Computational tools can be used for efficient evaluation of untested chemicals for their ability to disrupt the endocrine system. We have employed previously developed global QSAR models that were trained and validated on the ToxCast/Tox21 ER assay data for virtual screening of a large library of ~30,000 industrial chemicals. Compounds predicted to have estrogen receptor (ER) binding and agonist activity included a high proportion of phenolic compounds, consistent with prior knowledge on the influence of this structural moiety on chemical interaction with the ER. However, global models did not accurately predict specific activity and relative potency of various phenols.

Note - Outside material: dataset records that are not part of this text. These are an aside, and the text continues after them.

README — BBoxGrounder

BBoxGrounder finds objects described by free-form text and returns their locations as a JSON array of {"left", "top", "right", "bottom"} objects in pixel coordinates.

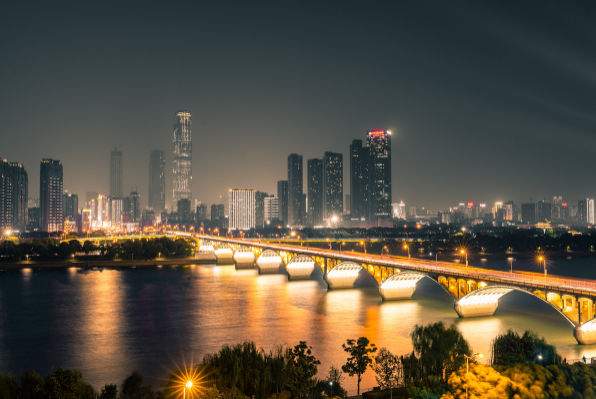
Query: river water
[{"left": 0, "top": 258, "right": 596, "bottom": 389}]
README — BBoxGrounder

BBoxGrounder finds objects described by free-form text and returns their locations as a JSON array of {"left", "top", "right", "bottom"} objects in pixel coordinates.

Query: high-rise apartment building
[
  {"left": 277, "top": 180, "right": 289, "bottom": 227},
  {"left": 263, "top": 196, "right": 280, "bottom": 227},
  {"left": 307, "top": 158, "right": 323, "bottom": 226},
  {"left": 323, "top": 152, "right": 344, "bottom": 219},
  {"left": 229, "top": 189, "right": 257, "bottom": 230},
  {"left": 366, "top": 130, "right": 391, "bottom": 220},
  {"left": 350, "top": 140, "right": 371, "bottom": 220},
  {"left": 62, "top": 192, "right": 79, "bottom": 220},
  {"left": 109, "top": 149, "right": 124, "bottom": 198},
  {"left": 10, "top": 162, "right": 29, "bottom": 231},
  {"left": 172, "top": 110, "right": 192, "bottom": 212},
  {"left": 148, "top": 150, "right": 166, "bottom": 213},
  {"left": 39, "top": 158, "right": 64, "bottom": 233},
  {"left": 287, "top": 154, "right": 303, "bottom": 226}
]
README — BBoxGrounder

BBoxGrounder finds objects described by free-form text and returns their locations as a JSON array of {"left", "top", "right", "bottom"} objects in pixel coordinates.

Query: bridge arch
[
  {"left": 454, "top": 285, "right": 576, "bottom": 327},
  {"left": 233, "top": 245, "right": 256, "bottom": 269},
  {"left": 257, "top": 249, "right": 284, "bottom": 274}
]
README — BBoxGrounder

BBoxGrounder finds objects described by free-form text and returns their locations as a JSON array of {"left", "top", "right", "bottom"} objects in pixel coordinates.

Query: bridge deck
[{"left": 195, "top": 235, "right": 596, "bottom": 297}]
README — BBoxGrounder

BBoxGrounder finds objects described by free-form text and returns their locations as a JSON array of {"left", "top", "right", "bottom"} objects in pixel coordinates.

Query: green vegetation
[{"left": 0, "top": 237, "right": 192, "bottom": 262}]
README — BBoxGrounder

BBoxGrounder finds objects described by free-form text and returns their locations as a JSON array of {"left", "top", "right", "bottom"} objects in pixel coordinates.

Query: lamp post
[
  {"left": 184, "top": 381, "right": 192, "bottom": 399},
  {"left": 464, "top": 352, "right": 484, "bottom": 399}
]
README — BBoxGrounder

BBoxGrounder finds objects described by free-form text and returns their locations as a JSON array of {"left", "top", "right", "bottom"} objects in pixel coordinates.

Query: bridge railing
[{"left": 194, "top": 237, "right": 596, "bottom": 294}]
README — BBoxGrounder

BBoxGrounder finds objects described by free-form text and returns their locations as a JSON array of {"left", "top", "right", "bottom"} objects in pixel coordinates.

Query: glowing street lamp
[
  {"left": 459, "top": 248, "right": 468, "bottom": 267},
  {"left": 464, "top": 352, "right": 484, "bottom": 399}
]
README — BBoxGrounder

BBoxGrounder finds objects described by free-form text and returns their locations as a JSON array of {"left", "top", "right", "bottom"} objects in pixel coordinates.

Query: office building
[
  {"left": 62, "top": 191, "right": 79, "bottom": 220},
  {"left": 229, "top": 189, "right": 257, "bottom": 230},
  {"left": 128, "top": 191, "right": 141, "bottom": 222},
  {"left": 521, "top": 203, "right": 537, "bottom": 224},
  {"left": 172, "top": 110, "right": 192, "bottom": 212},
  {"left": 148, "top": 150, "right": 166, "bottom": 213},
  {"left": 277, "top": 180, "right": 288, "bottom": 227},
  {"left": 109, "top": 149, "right": 124, "bottom": 198},
  {"left": 307, "top": 158, "right": 323, "bottom": 226},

Thus, we constructed local QSAR models focused on this chemical category only in the ToxCast/Tox21 data. Models developed with random forest and partial least squares discriminant analysis methods were trained and tested on the data from both ToxCast/Tox21 assays and well-curated literature sources. Local models consistently yielded higher balanced accuracies, sensitivity, and specificity than global models as evaluated on the external test sets. Our results suggest that these models can be used as reliable support tools for evaluating the endocrine disrupting potential of environmental phenolic chemicals. This work does not reflect EPA policy. This project was funded in whole or in part with Federal funds from the NIEHS, NIH under Contract No. HHSN273201500010C.